Father Pitt

Why should the beautiful die?

Pittsburgh Rapid Transit (again)

Click on the image for a PDF copy.

By far the most popular features on this site are the Pittsburgh rapid-transit maps Father Pitt created himself, probably because the Port Authority hasn’t had a decent overall rapid-transit map since about 1990. But old Pa Pitt’s most recent map is badly out of date, and it’s time for a revision. Here it is.

Three kinds of transit are used on Pittsburgh’s rapid-transit lines, or “fixed-guideway systems” as the bureaucrats call them:

Trolleys or streetcars run on the Red Line and the two Blue Lines. All the lines go into a subway downtown and under the Allegheny to the North Side.

Busways are metro lines for buses; they are designed like subways, with stations relatively far apart.

Inclines go from the bottom of Mount Washington to the top. Although they move slowly, they are still by far the fastest way to make the trip without a helicopter.

Father Pitt’s map uses the mnemonic device of colored lines for the busways. The official Port Authority map uses the same colored lines, obviously the remnant of some scheme, very much like Father Pitt’s “Pittsburgh Metro” idea, that was quashed by senior executives; but the lines are never named, and the reason for the letters in the routes that travel the busways is never officially explained.

The Port Authority also uses orange-colored lines, and bus routes beginning with “O,” for the carpool lanes in the Parkway North. Father Pitt has not included those lines on this map.

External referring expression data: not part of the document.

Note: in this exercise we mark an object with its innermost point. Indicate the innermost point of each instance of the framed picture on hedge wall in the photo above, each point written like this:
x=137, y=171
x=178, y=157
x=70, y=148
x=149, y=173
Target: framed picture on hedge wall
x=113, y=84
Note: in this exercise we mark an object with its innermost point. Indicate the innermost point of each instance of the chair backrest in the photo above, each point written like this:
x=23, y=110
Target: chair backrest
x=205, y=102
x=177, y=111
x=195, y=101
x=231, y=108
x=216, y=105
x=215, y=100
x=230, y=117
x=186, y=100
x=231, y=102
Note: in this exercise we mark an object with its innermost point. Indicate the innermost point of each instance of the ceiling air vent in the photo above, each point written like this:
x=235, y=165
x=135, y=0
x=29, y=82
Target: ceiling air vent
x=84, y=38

Much of the controversy over “bus rapid transit” comes from the corner-cutting implementation in other cities. Boston, for example, has its “Silver Line,” popularly called the “Silver Lie,” which crosses at-grade intersections and has to deal with city traffic, yet is promoted as equivalent to a subway line. Pittsburgh did it right. Our busways really are metro lines for buses: no at-grade intersections, no mixing with traffic. The trip from downtown to Shadyside by busway is literally twice as fast as the quickest automobile route. Father Pitt still thinks rail transit is superior, but he cannot withhold his admiration, however grudging, for the excellent bus rapid transit we do have.